Nine of the 14 specific ideas researchers asked about during the Nov. 6-7 polling period received more support than opposition, seven of those by double-digit margins.
“As lawmakers tackle transportation funding for the second time this decade, most voters are on board with the need for both action and more revenue,” MassINC researchers wrote in a report explaining the poll results. “Despite different regions experiencing transportation stresses in different ways, there is widespread acceptance of the need to do something — and support for some ways, at least, of raising more money to do it.”
The most popular strategy in MassINC’s latest poll was collecting contributions from real estate development projects that are located near major highways or public transit and directing the money toward the infrastructure.
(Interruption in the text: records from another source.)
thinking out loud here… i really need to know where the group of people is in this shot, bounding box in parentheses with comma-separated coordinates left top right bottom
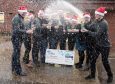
(11, 6, 113, 83)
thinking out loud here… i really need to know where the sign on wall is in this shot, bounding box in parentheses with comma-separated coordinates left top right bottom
(0, 12, 4, 23)
(45, 49, 74, 65)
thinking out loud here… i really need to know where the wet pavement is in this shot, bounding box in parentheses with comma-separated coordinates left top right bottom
(97, 58, 115, 84)
(0, 36, 110, 84)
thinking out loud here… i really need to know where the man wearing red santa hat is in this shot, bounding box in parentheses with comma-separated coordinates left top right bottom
(84, 7, 113, 83)
(23, 10, 35, 67)
(11, 6, 33, 76)
(32, 9, 49, 66)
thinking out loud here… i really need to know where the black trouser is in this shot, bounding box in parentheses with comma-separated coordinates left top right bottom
(77, 49, 91, 65)
(49, 37, 59, 49)
(78, 50, 85, 65)
(23, 34, 31, 64)
(32, 38, 48, 64)
(85, 47, 92, 65)
(59, 33, 67, 50)
(11, 36, 23, 74)
(90, 46, 113, 77)
(68, 33, 76, 50)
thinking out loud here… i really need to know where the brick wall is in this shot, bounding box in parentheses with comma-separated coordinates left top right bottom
(106, 11, 115, 53)
(0, 0, 22, 33)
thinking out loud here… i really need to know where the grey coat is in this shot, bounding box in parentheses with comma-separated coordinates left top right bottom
(88, 19, 111, 47)
(12, 14, 26, 38)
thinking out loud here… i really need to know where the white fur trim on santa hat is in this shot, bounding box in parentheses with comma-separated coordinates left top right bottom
(18, 10, 27, 13)
(72, 19, 77, 22)
(95, 11, 107, 16)
(83, 15, 91, 18)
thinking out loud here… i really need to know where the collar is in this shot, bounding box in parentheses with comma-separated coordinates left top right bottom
(96, 18, 104, 23)
(18, 14, 24, 19)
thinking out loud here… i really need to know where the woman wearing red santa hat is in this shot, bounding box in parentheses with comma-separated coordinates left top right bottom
(84, 7, 113, 83)
(75, 12, 93, 70)
(11, 6, 33, 76)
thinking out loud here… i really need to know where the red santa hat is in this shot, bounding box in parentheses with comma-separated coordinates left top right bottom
(18, 6, 27, 13)
(72, 19, 77, 22)
(72, 15, 78, 19)
(95, 7, 107, 16)
(83, 12, 91, 18)
(64, 14, 71, 21)
(72, 15, 78, 22)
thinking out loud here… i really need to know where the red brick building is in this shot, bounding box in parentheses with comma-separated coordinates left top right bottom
(0, 0, 115, 52)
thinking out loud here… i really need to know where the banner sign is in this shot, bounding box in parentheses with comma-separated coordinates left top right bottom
(45, 49, 74, 65)
(0, 12, 4, 23)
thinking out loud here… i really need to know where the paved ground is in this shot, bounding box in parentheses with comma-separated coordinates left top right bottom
(1, 35, 115, 84)
(0, 36, 101, 84)
(97, 57, 115, 84)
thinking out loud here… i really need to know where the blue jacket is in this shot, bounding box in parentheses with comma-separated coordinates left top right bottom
(75, 24, 87, 51)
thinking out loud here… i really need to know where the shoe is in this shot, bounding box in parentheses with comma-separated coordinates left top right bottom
(75, 63, 82, 69)
(107, 76, 113, 83)
(23, 60, 29, 64)
(35, 63, 40, 67)
(26, 63, 33, 68)
(85, 75, 95, 80)
(75, 63, 79, 66)
(26, 60, 33, 68)
(81, 66, 90, 71)
(12, 71, 27, 76)
(41, 59, 45, 64)
(23, 58, 31, 64)
(18, 72, 27, 76)
(66, 65, 72, 67)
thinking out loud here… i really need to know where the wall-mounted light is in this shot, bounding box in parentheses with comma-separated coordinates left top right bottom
(9, 13, 13, 15)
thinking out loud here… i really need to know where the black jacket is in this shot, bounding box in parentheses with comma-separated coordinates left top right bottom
(12, 14, 26, 38)
(48, 26, 59, 40)
(84, 21, 96, 47)
(87, 19, 111, 47)
(33, 17, 48, 40)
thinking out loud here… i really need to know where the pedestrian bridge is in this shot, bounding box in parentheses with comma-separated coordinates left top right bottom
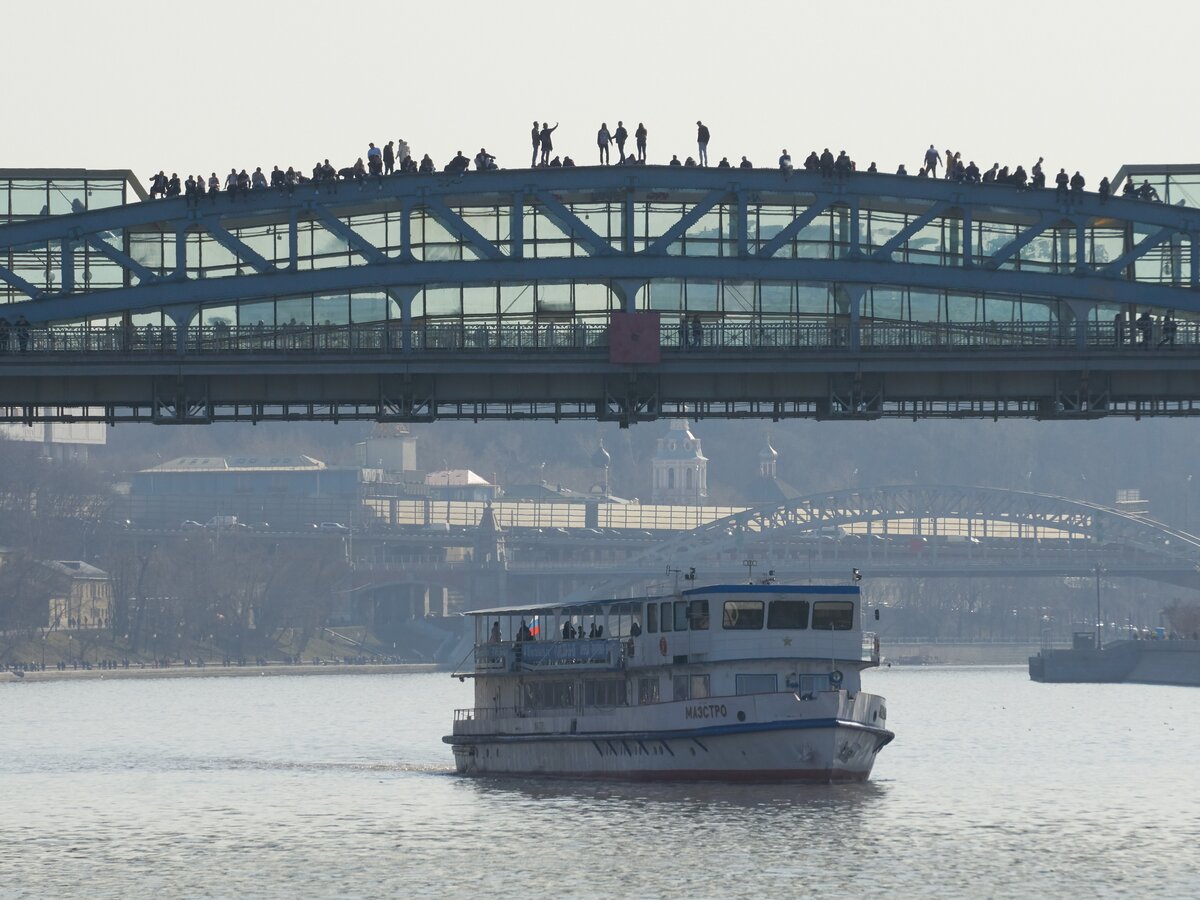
(1, 166, 1199, 424)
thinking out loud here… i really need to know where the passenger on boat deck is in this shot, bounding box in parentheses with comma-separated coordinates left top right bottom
(517, 619, 534, 641)
(490, 621, 502, 643)
(630, 621, 642, 637)
(562, 621, 575, 639)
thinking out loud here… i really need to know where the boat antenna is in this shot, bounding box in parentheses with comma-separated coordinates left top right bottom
(743, 559, 756, 583)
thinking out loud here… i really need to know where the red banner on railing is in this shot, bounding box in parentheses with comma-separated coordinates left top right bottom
(609, 312, 661, 364)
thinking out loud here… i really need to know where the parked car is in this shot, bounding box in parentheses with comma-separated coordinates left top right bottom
(319, 522, 350, 534)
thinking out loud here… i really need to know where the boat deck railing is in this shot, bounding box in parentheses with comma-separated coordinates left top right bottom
(474, 637, 627, 673)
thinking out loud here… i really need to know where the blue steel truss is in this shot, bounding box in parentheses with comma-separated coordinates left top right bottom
(1, 167, 1200, 424)
(0, 167, 1196, 324)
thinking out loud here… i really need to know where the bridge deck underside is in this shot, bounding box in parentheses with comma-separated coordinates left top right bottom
(4, 348, 1200, 423)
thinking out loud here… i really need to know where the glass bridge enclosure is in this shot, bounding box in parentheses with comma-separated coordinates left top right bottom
(2, 166, 1198, 352)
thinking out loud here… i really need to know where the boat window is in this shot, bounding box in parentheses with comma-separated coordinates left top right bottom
(812, 601, 855, 631)
(689, 599, 710, 631)
(673, 600, 690, 631)
(660, 601, 673, 632)
(646, 602, 658, 634)
(672, 674, 712, 701)
(722, 600, 764, 630)
(584, 680, 627, 707)
(768, 599, 810, 629)
(522, 680, 575, 710)
(638, 677, 660, 704)
(672, 674, 689, 701)
(736, 674, 778, 695)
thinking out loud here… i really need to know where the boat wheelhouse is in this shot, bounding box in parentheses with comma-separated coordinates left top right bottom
(444, 578, 894, 781)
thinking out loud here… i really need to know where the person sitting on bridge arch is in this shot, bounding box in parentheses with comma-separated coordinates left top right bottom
(779, 149, 793, 173)
(548, 156, 562, 168)
(1069, 171, 1086, 198)
(475, 148, 497, 171)
(804, 151, 820, 172)
(717, 157, 731, 169)
(834, 150, 853, 176)
(418, 154, 435, 174)
(739, 156, 753, 169)
(684, 157, 698, 167)
(896, 164, 909, 176)
(669, 155, 682, 166)
(1137, 180, 1161, 202)
(982, 163, 999, 184)
(1011, 165, 1028, 189)
(446, 151, 471, 175)
(964, 161, 981, 183)
(252, 167, 268, 190)
(1030, 157, 1046, 189)
(562, 156, 575, 167)
(1098, 176, 1110, 203)
(224, 168, 238, 193)
(867, 162, 878, 173)
(819, 148, 835, 177)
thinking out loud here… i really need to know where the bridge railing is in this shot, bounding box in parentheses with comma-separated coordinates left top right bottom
(1, 318, 1199, 357)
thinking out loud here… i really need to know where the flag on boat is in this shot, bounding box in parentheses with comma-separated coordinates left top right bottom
(529, 616, 540, 638)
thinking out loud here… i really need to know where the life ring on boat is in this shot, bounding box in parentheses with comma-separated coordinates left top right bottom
(659, 636, 668, 656)
(829, 669, 843, 687)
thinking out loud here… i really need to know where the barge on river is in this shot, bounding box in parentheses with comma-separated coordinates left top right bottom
(444, 578, 893, 782)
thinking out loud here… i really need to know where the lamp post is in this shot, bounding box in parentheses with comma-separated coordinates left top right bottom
(1094, 564, 1103, 650)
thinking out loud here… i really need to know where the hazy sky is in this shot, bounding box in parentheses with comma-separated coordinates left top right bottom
(8, 1, 1197, 187)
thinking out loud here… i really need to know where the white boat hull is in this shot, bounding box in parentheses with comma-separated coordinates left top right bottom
(445, 691, 892, 783)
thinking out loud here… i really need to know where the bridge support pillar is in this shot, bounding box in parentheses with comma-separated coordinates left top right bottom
(611, 278, 647, 314)
(165, 305, 198, 353)
(834, 285, 865, 351)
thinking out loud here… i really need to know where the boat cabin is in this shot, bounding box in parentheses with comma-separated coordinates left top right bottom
(459, 584, 879, 719)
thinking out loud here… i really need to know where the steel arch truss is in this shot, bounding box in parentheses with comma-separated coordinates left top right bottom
(568, 484, 1200, 599)
(1, 168, 1198, 327)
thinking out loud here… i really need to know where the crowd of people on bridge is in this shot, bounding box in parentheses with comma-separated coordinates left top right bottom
(142, 117, 1167, 210)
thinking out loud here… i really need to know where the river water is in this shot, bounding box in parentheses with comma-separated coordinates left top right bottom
(1, 666, 1196, 899)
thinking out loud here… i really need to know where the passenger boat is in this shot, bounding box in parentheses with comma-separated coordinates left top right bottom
(443, 575, 894, 782)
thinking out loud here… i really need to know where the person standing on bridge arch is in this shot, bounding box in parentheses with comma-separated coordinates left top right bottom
(696, 121, 710, 167)
(531, 121, 541, 167)
(597, 123, 613, 165)
(613, 121, 628, 163)
(539, 122, 558, 166)
(635, 122, 648, 162)
(923, 145, 942, 178)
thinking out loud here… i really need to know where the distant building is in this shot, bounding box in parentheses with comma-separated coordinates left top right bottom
(355, 424, 418, 476)
(129, 455, 364, 528)
(746, 437, 803, 506)
(424, 469, 499, 503)
(651, 420, 708, 505)
(44, 560, 112, 630)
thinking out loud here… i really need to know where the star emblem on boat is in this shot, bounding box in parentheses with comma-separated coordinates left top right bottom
(783, 637, 793, 646)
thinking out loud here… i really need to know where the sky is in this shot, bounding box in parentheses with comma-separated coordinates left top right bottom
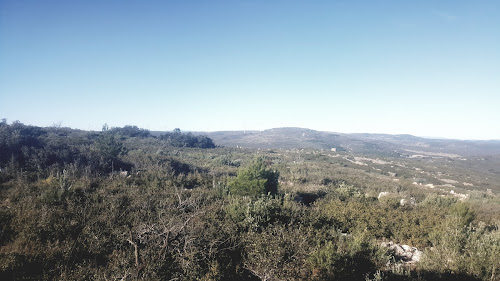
(1, 0, 499, 140)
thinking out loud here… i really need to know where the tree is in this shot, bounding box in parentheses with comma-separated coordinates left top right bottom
(109, 125, 151, 138)
(93, 133, 127, 172)
(159, 129, 216, 148)
(229, 157, 279, 196)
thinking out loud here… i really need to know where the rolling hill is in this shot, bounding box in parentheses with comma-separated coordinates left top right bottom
(204, 127, 500, 157)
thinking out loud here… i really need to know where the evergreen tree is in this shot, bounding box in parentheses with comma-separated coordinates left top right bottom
(229, 157, 279, 196)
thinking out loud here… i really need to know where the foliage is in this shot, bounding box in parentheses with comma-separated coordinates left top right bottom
(229, 157, 279, 196)
(160, 129, 216, 148)
(449, 202, 476, 226)
(421, 216, 500, 281)
(108, 125, 151, 138)
(92, 132, 128, 172)
(308, 231, 383, 281)
(0, 122, 499, 281)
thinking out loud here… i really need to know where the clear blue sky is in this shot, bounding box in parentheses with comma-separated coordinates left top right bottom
(1, 0, 499, 140)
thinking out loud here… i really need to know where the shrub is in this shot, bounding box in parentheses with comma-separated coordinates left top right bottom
(308, 230, 384, 281)
(229, 157, 279, 196)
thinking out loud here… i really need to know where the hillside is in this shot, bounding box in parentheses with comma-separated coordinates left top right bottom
(206, 127, 500, 157)
(206, 127, 341, 149)
(205, 127, 500, 193)
(205, 127, 398, 157)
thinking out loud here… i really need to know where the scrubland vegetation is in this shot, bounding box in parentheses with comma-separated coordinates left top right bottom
(0, 120, 499, 280)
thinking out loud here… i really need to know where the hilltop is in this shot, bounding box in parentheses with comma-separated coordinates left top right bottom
(205, 127, 500, 157)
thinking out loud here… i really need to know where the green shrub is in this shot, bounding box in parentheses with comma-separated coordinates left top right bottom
(422, 216, 500, 280)
(308, 231, 384, 281)
(229, 157, 279, 196)
(449, 202, 476, 226)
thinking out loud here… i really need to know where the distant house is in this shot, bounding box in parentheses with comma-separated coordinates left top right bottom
(331, 148, 337, 152)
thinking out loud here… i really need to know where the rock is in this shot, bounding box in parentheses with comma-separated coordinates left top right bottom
(381, 241, 393, 248)
(393, 244, 406, 258)
(401, 245, 412, 252)
(410, 197, 416, 205)
(378, 192, 390, 199)
(412, 249, 422, 262)
(381, 241, 423, 265)
(400, 198, 416, 206)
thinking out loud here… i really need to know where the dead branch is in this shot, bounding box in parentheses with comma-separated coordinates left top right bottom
(127, 238, 139, 267)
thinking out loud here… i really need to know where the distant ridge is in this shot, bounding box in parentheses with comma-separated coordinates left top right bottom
(206, 127, 343, 150)
(203, 127, 500, 157)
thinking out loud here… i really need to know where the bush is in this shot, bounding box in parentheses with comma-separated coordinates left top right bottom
(422, 216, 500, 281)
(229, 157, 279, 196)
(159, 129, 215, 148)
(308, 231, 383, 281)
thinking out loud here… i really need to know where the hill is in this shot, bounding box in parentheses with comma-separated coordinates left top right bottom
(204, 127, 500, 193)
(205, 127, 500, 157)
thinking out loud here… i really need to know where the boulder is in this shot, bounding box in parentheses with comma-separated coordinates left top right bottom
(381, 241, 423, 264)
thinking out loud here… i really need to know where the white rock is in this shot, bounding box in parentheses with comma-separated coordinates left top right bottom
(400, 199, 408, 206)
(401, 245, 412, 252)
(378, 192, 390, 199)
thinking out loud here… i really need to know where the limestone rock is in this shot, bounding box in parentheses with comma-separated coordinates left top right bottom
(381, 241, 423, 264)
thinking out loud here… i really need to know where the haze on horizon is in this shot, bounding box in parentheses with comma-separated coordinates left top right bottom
(1, 0, 499, 140)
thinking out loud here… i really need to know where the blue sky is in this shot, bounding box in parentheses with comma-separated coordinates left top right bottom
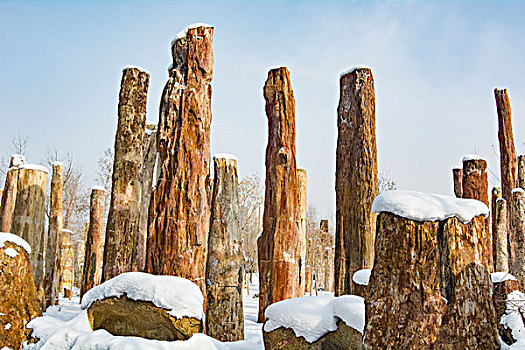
(1, 1, 524, 218)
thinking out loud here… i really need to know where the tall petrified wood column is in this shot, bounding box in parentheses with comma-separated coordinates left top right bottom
(146, 25, 214, 294)
(133, 122, 157, 272)
(10, 164, 48, 303)
(44, 162, 63, 308)
(335, 66, 378, 296)
(492, 187, 502, 269)
(511, 189, 525, 288)
(257, 67, 298, 322)
(365, 191, 499, 349)
(205, 155, 244, 341)
(103, 67, 149, 281)
(495, 88, 518, 268)
(461, 155, 491, 268)
(518, 154, 525, 189)
(0, 155, 25, 232)
(296, 167, 307, 297)
(81, 187, 106, 298)
(58, 229, 74, 296)
(452, 167, 463, 198)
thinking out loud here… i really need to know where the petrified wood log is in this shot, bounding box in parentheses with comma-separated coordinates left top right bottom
(103, 67, 149, 281)
(0, 155, 25, 232)
(44, 162, 63, 308)
(145, 25, 214, 296)
(305, 268, 312, 294)
(133, 123, 157, 272)
(10, 165, 48, 305)
(492, 187, 502, 269)
(452, 167, 463, 198)
(495, 88, 518, 268)
(335, 66, 378, 296)
(495, 198, 509, 272)
(511, 189, 525, 289)
(205, 155, 244, 341)
(296, 167, 307, 297)
(0, 234, 41, 349)
(81, 187, 106, 298)
(58, 229, 74, 296)
(518, 154, 525, 189)
(258, 67, 299, 322)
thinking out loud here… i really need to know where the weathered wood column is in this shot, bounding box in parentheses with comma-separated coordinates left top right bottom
(518, 154, 525, 189)
(133, 122, 157, 272)
(10, 164, 48, 303)
(511, 188, 525, 288)
(335, 66, 378, 296)
(495, 88, 518, 268)
(257, 67, 298, 322)
(461, 155, 492, 269)
(103, 67, 149, 281)
(44, 162, 63, 308)
(81, 187, 106, 298)
(492, 187, 503, 270)
(0, 155, 25, 232)
(296, 167, 307, 297)
(58, 229, 74, 297)
(205, 155, 244, 341)
(452, 167, 463, 198)
(494, 198, 509, 272)
(145, 25, 214, 295)
(305, 267, 312, 294)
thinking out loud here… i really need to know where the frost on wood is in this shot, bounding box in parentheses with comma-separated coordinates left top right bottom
(364, 211, 499, 349)
(372, 190, 489, 224)
(335, 66, 378, 296)
(495, 88, 518, 269)
(103, 67, 149, 281)
(10, 166, 47, 306)
(258, 67, 299, 323)
(146, 25, 213, 296)
(205, 157, 244, 341)
(296, 167, 307, 297)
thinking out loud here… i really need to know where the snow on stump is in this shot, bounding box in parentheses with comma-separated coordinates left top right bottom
(81, 272, 204, 341)
(263, 295, 364, 350)
(0, 232, 41, 349)
(365, 190, 499, 350)
(499, 290, 525, 347)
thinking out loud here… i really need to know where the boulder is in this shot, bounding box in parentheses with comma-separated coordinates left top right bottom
(0, 233, 41, 349)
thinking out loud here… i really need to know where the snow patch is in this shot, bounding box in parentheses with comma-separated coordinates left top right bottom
(10, 154, 26, 167)
(297, 166, 306, 172)
(17, 163, 49, 174)
(171, 23, 213, 46)
(462, 154, 486, 162)
(372, 190, 489, 224)
(500, 290, 525, 348)
(264, 295, 365, 343)
(0, 232, 31, 254)
(214, 153, 238, 161)
(512, 188, 524, 194)
(62, 229, 74, 234)
(52, 161, 63, 167)
(122, 65, 150, 75)
(81, 272, 204, 320)
(491, 272, 517, 284)
(340, 65, 370, 77)
(3, 247, 18, 258)
(4, 323, 11, 330)
(352, 269, 371, 286)
(92, 185, 106, 192)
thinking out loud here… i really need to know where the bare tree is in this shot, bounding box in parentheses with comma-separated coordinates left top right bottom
(378, 168, 397, 194)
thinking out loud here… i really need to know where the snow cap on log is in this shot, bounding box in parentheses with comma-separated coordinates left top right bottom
(9, 154, 26, 168)
(17, 163, 48, 174)
(372, 190, 489, 224)
(213, 153, 238, 161)
(0, 232, 31, 254)
(171, 23, 213, 46)
(340, 65, 371, 77)
(81, 272, 204, 320)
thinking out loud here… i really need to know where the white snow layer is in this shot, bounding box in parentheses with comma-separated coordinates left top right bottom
(214, 153, 238, 161)
(512, 188, 525, 194)
(172, 23, 213, 45)
(52, 161, 63, 167)
(500, 290, 525, 349)
(0, 232, 31, 254)
(81, 272, 204, 320)
(3, 247, 18, 258)
(491, 272, 517, 284)
(462, 154, 486, 162)
(372, 190, 489, 224)
(62, 229, 74, 234)
(92, 185, 106, 192)
(10, 154, 26, 166)
(17, 163, 49, 174)
(352, 269, 371, 286)
(264, 295, 365, 343)
(122, 65, 150, 75)
(340, 65, 370, 77)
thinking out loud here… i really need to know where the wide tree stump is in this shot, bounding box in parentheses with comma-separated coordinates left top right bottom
(335, 66, 378, 296)
(205, 155, 244, 341)
(0, 233, 41, 349)
(146, 25, 214, 296)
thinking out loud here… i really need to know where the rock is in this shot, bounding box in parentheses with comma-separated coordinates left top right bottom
(0, 233, 41, 349)
(146, 25, 214, 295)
(205, 155, 244, 341)
(263, 319, 362, 350)
(103, 67, 149, 281)
(87, 294, 203, 341)
(335, 67, 378, 296)
(258, 67, 299, 322)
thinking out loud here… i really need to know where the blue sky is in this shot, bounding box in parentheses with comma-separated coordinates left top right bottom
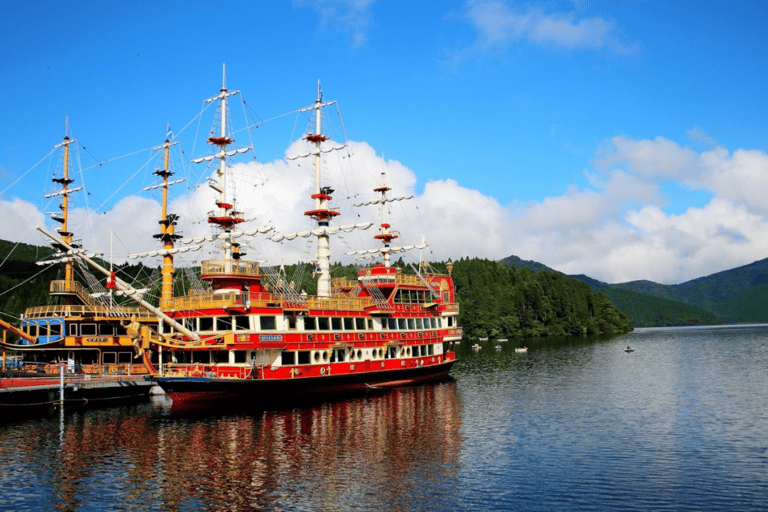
(2, 0, 768, 284)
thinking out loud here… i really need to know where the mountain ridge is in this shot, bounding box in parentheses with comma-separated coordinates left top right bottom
(500, 254, 768, 325)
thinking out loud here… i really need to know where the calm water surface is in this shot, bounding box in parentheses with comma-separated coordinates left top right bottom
(1, 325, 767, 511)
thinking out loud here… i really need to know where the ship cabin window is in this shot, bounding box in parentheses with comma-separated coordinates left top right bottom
(80, 324, 96, 336)
(317, 317, 330, 331)
(69, 324, 77, 336)
(447, 316, 454, 327)
(331, 317, 342, 330)
(234, 351, 247, 363)
(281, 351, 294, 365)
(297, 351, 310, 365)
(443, 292, 450, 303)
(388, 318, 397, 330)
(355, 318, 365, 331)
(103, 352, 116, 364)
(386, 346, 397, 359)
(288, 316, 297, 330)
(407, 318, 415, 330)
(98, 323, 116, 336)
(397, 318, 406, 330)
(235, 316, 249, 331)
(260, 316, 276, 330)
(174, 351, 192, 364)
(213, 351, 228, 363)
(343, 318, 354, 331)
(49, 323, 62, 337)
(303, 317, 316, 330)
(118, 352, 132, 364)
(200, 317, 214, 331)
(183, 318, 195, 331)
(429, 344, 435, 355)
(331, 349, 344, 362)
(216, 317, 232, 331)
(192, 351, 209, 364)
(367, 319, 373, 330)
(431, 318, 437, 329)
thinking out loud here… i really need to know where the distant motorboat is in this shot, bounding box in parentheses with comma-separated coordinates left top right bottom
(495, 345, 502, 350)
(479, 337, 489, 341)
(625, 346, 634, 353)
(472, 344, 481, 350)
(515, 347, 528, 353)
(497, 338, 508, 342)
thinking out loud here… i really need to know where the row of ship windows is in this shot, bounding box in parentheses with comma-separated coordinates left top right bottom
(164, 315, 453, 334)
(169, 344, 440, 365)
(20, 316, 456, 338)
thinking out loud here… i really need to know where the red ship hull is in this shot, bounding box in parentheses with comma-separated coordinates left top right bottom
(154, 358, 456, 411)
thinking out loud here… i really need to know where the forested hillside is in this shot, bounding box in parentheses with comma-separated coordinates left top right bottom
(452, 258, 632, 338)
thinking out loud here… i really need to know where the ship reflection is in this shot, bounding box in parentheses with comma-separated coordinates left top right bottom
(29, 381, 462, 511)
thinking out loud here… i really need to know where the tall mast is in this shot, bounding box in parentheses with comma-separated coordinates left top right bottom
(192, 64, 248, 264)
(152, 139, 180, 309)
(373, 172, 397, 268)
(49, 118, 80, 299)
(304, 81, 339, 297)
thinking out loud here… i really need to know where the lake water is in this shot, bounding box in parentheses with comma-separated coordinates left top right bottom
(1, 325, 767, 511)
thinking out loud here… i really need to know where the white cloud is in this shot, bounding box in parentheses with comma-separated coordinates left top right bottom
(463, 0, 640, 55)
(296, 0, 377, 47)
(6, 134, 768, 287)
(0, 197, 47, 243)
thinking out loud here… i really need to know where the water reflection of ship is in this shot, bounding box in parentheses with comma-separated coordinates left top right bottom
(4, 380, 461, 510)
(154, 381, 461, 509)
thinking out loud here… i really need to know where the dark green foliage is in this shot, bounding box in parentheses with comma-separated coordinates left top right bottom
(0, 260, 58, 326)
(599, 288, 720, 327)
(452, 258, 632, 338)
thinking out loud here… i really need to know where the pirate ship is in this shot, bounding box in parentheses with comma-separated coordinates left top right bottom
(4, 68, 462, 409)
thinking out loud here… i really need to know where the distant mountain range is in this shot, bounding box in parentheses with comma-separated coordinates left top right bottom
(499, 255, 768, 326)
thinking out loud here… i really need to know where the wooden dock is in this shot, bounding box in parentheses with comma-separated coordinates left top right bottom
(0, 374, 153, 413)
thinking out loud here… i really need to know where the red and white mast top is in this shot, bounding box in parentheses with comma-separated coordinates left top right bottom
(191, 64, 251, 261)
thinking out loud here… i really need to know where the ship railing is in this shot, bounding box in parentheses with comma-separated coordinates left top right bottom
(164, 291, 375, 312)
(200, 259, 260, 278)
(49, 279, 101, 307)
(164, 291, 278, 311)
(23, 304, 154, 319)
(356, 268, 450, 288)
(160, 363, 253, 379)
(305, 295, 375, 311)
(0, 361, 149, 385)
There was 73 percent support for that idea and only 18 percent opposition.
Voters were interested in the Transportation and Climate Initiative, a cap-and-invest system Massachusetts leaders are developing alongside a dozen other states that will likely increase prices at the pump and reduce carbon emissions. Sixty-two percent said they support the program, compared to 30 percent who do not.
Fifty-six percent of those polled backed a “managed lane” system where existing lanes would be converted to tolled so that some drivers could pay for a faster trip. Thirty-five percent opposed that proposal. Gov. Charlie Baker has expressed interest in a similar idea, though cautioned that it would not be possible to convert free lanes into priced ones.
Voters also endorsed imposing tolls at state borders 50 percent to 41 percent and, with 51 percent support and 38 percent opposition, increasing trip fees on transportation network companies such as Uber and Lyft.
They were split on the proposal of congestion pricing, where tolls are altered to affect commuting behavior: a large majority supported reducing tolls at off-peak times, while only 46 percent supported increasing those prices at rush hour.
A range of stakeholders have called on lawmakers to address ubiquitous traffic congestion and an aging transit network, particularly in the wake of an MBTA derailment that imposed months of delays and chronic traffic congestion problems in Massachusetts.
MassINC’s poll found 71 percent of respondents agreed that “action is urgently needed to improve the state’s transportation system.” Seventy-seven percent strongly or somewhat supported the general push for new transportation revenue compared to 15 percent who were opposed.
However, 49 percent of respondents also said they believe the state has the money it needs for transportation and only needs to spend it well compared to 39 percent who said more money is necessary regardless.
Democratic House leadership said for months they planned to take up the topic this fall, but House Speaker Robert DeLeo told the News Service Thursday the debate would now take place in early 2020.